4 juin 2015

Triathlon and Asthma

This is a touchy subject but very interesting:
1)   Asthma and asthmatics are related to doping.  Asthmatic athletes look for the best management of their illness that help them to take advantage of their illness with the same token.
Asthma rife among elite athletes, finds study
It’s not unknown for elite sports people to have asthma – Paula Radcliffe and Paul Scholes are among well-known British examples – but the good news for wheezy children wistfully dreaming of a sporting career is that research is increasingly uncovering just how many asthmatics there are in top-level sport.
In fact, the figures can seem astonishing. John Dickinson from Kent university, a world expert on asthma in sport, who has tested all 33 UK-based swimmers from the British Swimming squad found 70% have some form of asthma. A similar test on the cyclists from Team Sky revealed about a third are prone to a wheeze, against a national asthma rate of about 8% to 10%.
2)   Asthma is related to overtraining.  Low receptor sensitivity to epinephrine is a characteristic of asthma and is related to the immune system.   Asthma is also related to low testosterone level.
Disturbed Neuroendocrine-Immune Interactions in Chronic Fatigue Syndrome*
We conclude that CFS is accompanied by a relative resistance of the immune system to regulation by the neuroendocrine system. Based on these data, we suggest CFS should be viewed as a disease of deficient neuroendocrine-immune communication. (J Clin Endocrinol Metab 85: 692–696, 2000)
Vutr Boles. 1988;27(4):29-32.
[The serum testosterone level of patients with bronchial asthma treated with corticosteroids and untreated].
 Low blood testosterone was found mainly in the patients with severe (37.76%) and moderate (40.00%) form of the disease and very rarely in patients with mild form of bronchial asthma (8.51%). The basic testosterone level changes are probably due to the stress, hypoxia and corticosteroid treatment. The possibility of a direct suppressive action of exo- and endoallergens on the testes are discussed.
Let’s take a look at a real clinical case:
Rupp adds that he has had asthma and severe allergies since childhood, "long before I met Alberto," and, "at all times, my medical treatment has been for health reasons."
One month after the mystery pills, Magness was sitting at his cubicle on the Nike campus when documents from the on-campus lab were delivered to Salazar's nearby desk. The lab documents contained years' worth of athletes' blood testing records, which were used to see how runners responded to altitude training meant to boost their levels of oxygen-carrying hemoglobin. According to Magness, Salazar told him to peruse the records and share his observations.
When Magness came to a page charting Rupp's hemoglobin, he was stunned to find a note that corresponded to a date when Rupp was still in high school: "presently on prednisone and testosterone medication." Magness already knew Rupp used prednisone, but various testosterone medications comprise perhaps the greatest scourge in all of sports doping, and are strictly banned save for cases of extreme medical need.
Bewildered, Magness huddled anxiously in a secluded stairwell. He took pictures of the documents with his phone, and then reached out for advice. "I called my parents," he says, to ask what he should do. They told him to ask Salazar to clarify the document.
Magness returned to his desk. He sat nervously for 15 minutes before working up the courage to follow his parents' advice, hoping there was a convincing reason for what he saw. Instead, Magness says Salazar immediately impugned the sanity of longtime Nike lab physiologist, Loren Myhre, and suggested that Myhre's battle with ALS must have diminished his faculties. (Myhre passed away in 2012, but the record Magness asked about was from 2002, a year when Myhre was given an award by Nike for his work, according to an obituary.) Salazar said Myhre was "crazy and he must be mixing it up with something else," Magness says.
"It's like, well, you're still taking advice from this guy, so why now all of a sudden is he crazy?" Magness recalls thinking.

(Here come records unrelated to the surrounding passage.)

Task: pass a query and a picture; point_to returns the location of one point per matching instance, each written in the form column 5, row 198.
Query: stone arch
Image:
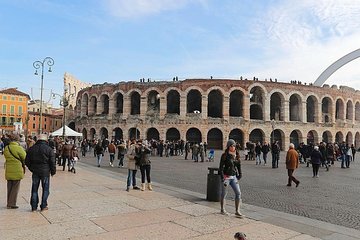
column 257, row 135
column 327, row 137
column 357, row 111
column 118, row 132
column 134, row 133
column 327, row 109
column 135, row 103
column 173, row 102
column 312, row 137
column 340, row 109
column 349, row 138
column 215, row 138
column 104, row 133
column 152, row 133
column 215, row 103
column 349, row 110
column 277, row 102
column 193, row 135
column 172, row 134
column 257, row 102
column 193, row 101
column 357, row 140
column 104, row 100
column 92, row 134
column 236, row 103
column 93, row 106
column 311, row 108
column 84, row 132
column 295, row 107
column 339, row 137
column 153, row 102
column 237, row 135
column 295, row 137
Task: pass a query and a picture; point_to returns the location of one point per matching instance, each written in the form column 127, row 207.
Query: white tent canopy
column 68, row 132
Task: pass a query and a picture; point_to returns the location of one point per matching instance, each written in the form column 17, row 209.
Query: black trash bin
column 213, row 192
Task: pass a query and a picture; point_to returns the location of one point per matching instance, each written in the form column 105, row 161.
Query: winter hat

Low testosterone level is a common finding in asthmatics because of the prednisone given or because of the asthma severity.  But the problems encountered by the Nike Project are more related to how we see each other or to the hypersensitivity with the subject.  I said once that most likely the whole cycling peloton was using performing enhancing drugs during the time of Armstrong.  The victories of Mo Farrah and Rupp have little to do with performance enhancing drugs, if they use them.  If what is said of Alberto Salazar doing experiments is true, it means that Alberto has little knowledge about performance enhancing drugs and a lot of stupidity.  If Alberto wants to know, it is just a matter of asking the cycling peloton.